Twenty out-patients (8 females, 32.0±12.4 years old) from the Mental Health Center of Shantou University, meeting DSM-IV criteria for major depressive disorder, were recruited. Patients were excluded from participation on the basis of the following criteria: history of neurological illness or head injury; alcohol or substance abuse history within the past year; electroconvulsive therapy in the past six months; severe or acute medical conditions. All patients did not take any psychiatric medication within two weeks prior to the current experiment and were thus drug-free at the time of the experiment.
Twenty healthy control subjects (8 females, 32.1±10.1 years old) matched for sex, age, and education level with the MDD patients were recruited by advertisement in the community.
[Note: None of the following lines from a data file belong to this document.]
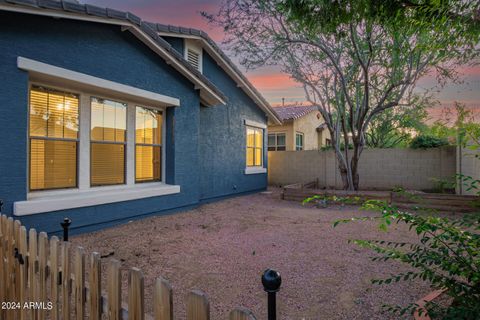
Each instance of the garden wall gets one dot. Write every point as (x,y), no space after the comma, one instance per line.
(380,169)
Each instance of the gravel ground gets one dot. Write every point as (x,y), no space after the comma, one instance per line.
(222,248)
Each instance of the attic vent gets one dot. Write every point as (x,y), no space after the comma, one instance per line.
(194,58)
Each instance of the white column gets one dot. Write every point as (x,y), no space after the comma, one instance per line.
(84,144)
(131,144)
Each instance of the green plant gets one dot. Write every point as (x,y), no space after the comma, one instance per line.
(427,141)
(447,255)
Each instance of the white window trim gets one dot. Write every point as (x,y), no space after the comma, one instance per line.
(303,140)
(85,195)
(276,135)
(47,201)
(195,47)
(81,78)
(258,125)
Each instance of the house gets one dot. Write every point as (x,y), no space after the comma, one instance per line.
(107,118)
(302,128)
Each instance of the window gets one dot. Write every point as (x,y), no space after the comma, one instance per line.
(254,147)
(53,131)
(299,141)
(276,142)
(194,58)
(148,145)
(108,139)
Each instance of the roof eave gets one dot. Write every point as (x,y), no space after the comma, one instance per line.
(241,83)
(207,95)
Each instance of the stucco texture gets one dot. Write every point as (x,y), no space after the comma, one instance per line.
(205,149)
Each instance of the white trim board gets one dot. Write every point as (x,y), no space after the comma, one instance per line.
(85,79)
(210,96)
(255,124)
(41,202)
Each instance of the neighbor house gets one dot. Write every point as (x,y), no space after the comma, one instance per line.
(302,128)
(106,118)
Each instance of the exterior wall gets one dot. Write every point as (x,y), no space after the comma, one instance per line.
(380,169)
(222,140)
(468,164)
(307,125)
(286,128)
(106,52)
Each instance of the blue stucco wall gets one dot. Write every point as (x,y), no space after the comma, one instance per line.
(205,146)
(103,51)
(222,141)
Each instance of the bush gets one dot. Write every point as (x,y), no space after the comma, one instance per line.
(427,141)
(447,255)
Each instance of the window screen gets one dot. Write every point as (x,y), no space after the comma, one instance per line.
(148,144)
(108,137)
(254,147)
(53,131)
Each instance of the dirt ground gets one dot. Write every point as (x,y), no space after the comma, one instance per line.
(222,249)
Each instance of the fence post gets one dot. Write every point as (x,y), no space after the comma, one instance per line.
(32,272)
(198,307)
(54,280)
(42,271)
(95,287)
(136,307)
(241,314)
(65,225)
(271,281)
(114,290)
(162,300)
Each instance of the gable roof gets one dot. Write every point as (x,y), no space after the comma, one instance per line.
(223,61)
(209,93)
(293,112)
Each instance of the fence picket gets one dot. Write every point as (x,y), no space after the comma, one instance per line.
(114,290)
(54,248)
(32,261)
(66,282)
(95,286)
(136,307)
(24,274)
(10,266)
(22,285)
(42,272)
(79,276)
(198,307)
(162,300)
(241,314)
(2,263)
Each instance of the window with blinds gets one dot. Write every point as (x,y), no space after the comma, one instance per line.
(53,133)
(254,147)
(194,58)
(148,144)
(108,142)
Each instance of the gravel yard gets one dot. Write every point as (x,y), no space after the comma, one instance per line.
(222,248)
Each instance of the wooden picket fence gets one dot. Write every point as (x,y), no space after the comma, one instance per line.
(37,269)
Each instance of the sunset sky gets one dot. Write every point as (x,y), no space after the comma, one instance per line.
(270,81)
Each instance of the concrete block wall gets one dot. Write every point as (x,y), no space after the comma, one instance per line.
(380,169)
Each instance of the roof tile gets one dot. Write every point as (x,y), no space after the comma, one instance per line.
(293,112)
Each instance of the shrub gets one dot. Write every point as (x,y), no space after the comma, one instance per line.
(427,141)
(447,255)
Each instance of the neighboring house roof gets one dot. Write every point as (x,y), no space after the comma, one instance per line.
(209,93)
(293,112)
(146,32)
(224,61)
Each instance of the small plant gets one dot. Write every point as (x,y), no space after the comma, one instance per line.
(425,141)
(447,255)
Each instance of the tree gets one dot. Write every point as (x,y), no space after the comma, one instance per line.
(356,59)
(395,127)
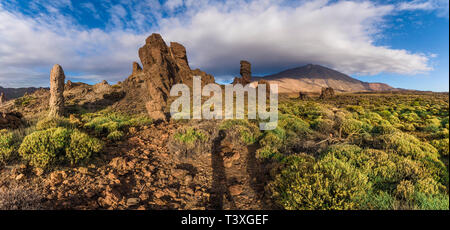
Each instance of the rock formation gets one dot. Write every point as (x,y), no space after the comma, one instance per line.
(136,68)
(327,93)
(2,98)
(246,74)
(11,120)
(302,96)
(56,104)
(162,67)
(264,82)
(69,85)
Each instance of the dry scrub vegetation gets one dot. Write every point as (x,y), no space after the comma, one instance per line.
(353,151)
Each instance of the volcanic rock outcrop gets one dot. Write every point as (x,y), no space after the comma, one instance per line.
(136,68)
(56,104)
(2,98)
(327,93)
(246,74)
(148,89)
(11,120)
(302,96)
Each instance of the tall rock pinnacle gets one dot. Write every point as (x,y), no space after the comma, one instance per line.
(56,104)
(246,74)
(162,67)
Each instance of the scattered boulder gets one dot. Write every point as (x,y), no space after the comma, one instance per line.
(246,74)
(327,93)
(264,82)
(302,96)
(136,68)
(56,104)
(2,98)
(11,120)
(69,85)
(148,89)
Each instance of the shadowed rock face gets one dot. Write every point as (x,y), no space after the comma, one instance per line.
(2,98)
(162,67)
(56,104)
(12,120)
(136,68)
(246,74)
(327,93)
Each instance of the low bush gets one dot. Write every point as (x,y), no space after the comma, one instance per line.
(9,143)
(249,132)
(112,125)
(190,136)
(56,146)
(327,184)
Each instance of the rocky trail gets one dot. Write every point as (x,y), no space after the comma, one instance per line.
(142,173)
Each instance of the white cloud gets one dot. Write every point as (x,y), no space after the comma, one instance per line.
(439,6)
(271,34)
(338,35)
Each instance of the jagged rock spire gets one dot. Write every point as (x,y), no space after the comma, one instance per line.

They had no history or current diagnosis of any Axis I disorder. All participants (N = 40) were right-handed with normal or corrected-to-normal vision.
Severity of depression in both groups was assessed using the 21-item version of the Beck Depression Inventory (BDI) [26]. Participants of both groups also completed the State-Trait Anxiety Inventory (STAI) [27] consisting of a trait form (STAI-T) and a state form (STAI-S).
Material
Ninety-six Chinese two-character words were used as distractor stimuli (see the Text S1 for the selection of the words). These consisted of three word types, with 32 words of each type: positive (e.g., “??”(kuai4le4, meaning ‘happy’), “??”(mei3li4, meaning ‘beautiful’)), negative (e.g., “??”(kong3bu4, meaning ‘horrible’), “??”(xiong1e4, meaning ‘vicious’)) and depression-related (e.g., “?”(bei1shang1, meaning ‘sad’), “?”(jue2wang4, meaning ‘hopeless’)). The emotional valence was rated on a 9-point Likert scale (1, most unpleasant, and 9, most pleasant). The mean (±SD) valence of the positive, negative and depression-related words was 7.60(±.49), 2.51(±.45) and 2.43(±.46), respectively. The emotional valence was significantly different between the positive and the other two types (all ps<.001). But there was no significant difference between the valence of negative and depression-related words (p = .48). Words were selected as depression-relevant if they received a rating of greater than 3 for relevance to depression on a 0∼5 scale (0, not at all related to depression, and 5, highly related to depression). The mean score of relevance to depression of the positive, negative and depression-related words was .28(±.11), 2.02(±.50) and 3.91(±.51), respectively. There were significant differences between each two of the three types (all ps<.001). The three word types were matched for frequency and number of strokes of the characters constituting the words (p>.05).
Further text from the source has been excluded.